39 No Holiday: Manila, Philippines Image

Quiapo church and its famous outside stalls

How to get there

Quiapo church is an old Spanish Catholic one, right in the center of Manila, on a busy road surrounded by side streets full of stalls and little markets. It provides a landmark, within strictly Catholic Philippine society, of hope for women with unwanted pregnancies. It is here that they head for drugs that may enable them to terminate the pregnancy.

What to see

This of course does not happen in the church itself, although inside there is supposedly a life-size statue of Jesus, said to perform miracles (say solving the problem of an unwanted pregnancy) if you pray to it. Rather, just outside the church are dozens of stalls selling concoctions made of herbs and roots that are supposed to induce menstruation, or the shedding of the womb walls, which leads to abortion.
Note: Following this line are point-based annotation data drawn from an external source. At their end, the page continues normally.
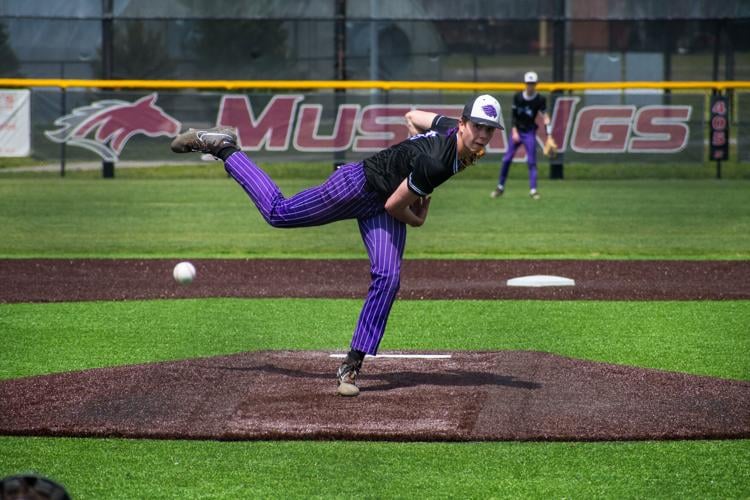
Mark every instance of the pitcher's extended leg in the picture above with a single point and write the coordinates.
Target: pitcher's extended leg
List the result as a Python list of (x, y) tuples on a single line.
[(342, 196), (385, 239)]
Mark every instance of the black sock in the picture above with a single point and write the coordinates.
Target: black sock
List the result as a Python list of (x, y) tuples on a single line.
[(226, 152), (355, 357)]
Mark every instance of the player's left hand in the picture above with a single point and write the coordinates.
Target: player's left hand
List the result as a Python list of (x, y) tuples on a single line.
[(420, 208), (550, 147)]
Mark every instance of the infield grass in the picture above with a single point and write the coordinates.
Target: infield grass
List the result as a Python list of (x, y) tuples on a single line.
[(165, 216), (696, 337)]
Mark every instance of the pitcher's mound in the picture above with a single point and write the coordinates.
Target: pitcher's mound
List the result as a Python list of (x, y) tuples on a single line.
[(508, 395)]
And then there are stalls selling commercial drugs, such as one really intended for ulcers, which was so effective that the local anti-abortion group had it banned from official sale in the country. (As a result it now sells only on stalls like these at the much higher black-market rates.)

Useless information

It might seem odd that Catholic churches in the Philippines should have this role, but it is also appropriate. After all, it is only because of the political power of the Catholic church in countries like the Philippines that the governments provide no official methods of help with unwanted pregnancies. And in the Philippines, there are a lot of them. The World Health Organization estimates that there are three quarters of a million unsafe abortions there each year, and the country's own Department of Health records 100,000 hospital admissions as by-products of abortifacient drugs or back-street abortion clinics.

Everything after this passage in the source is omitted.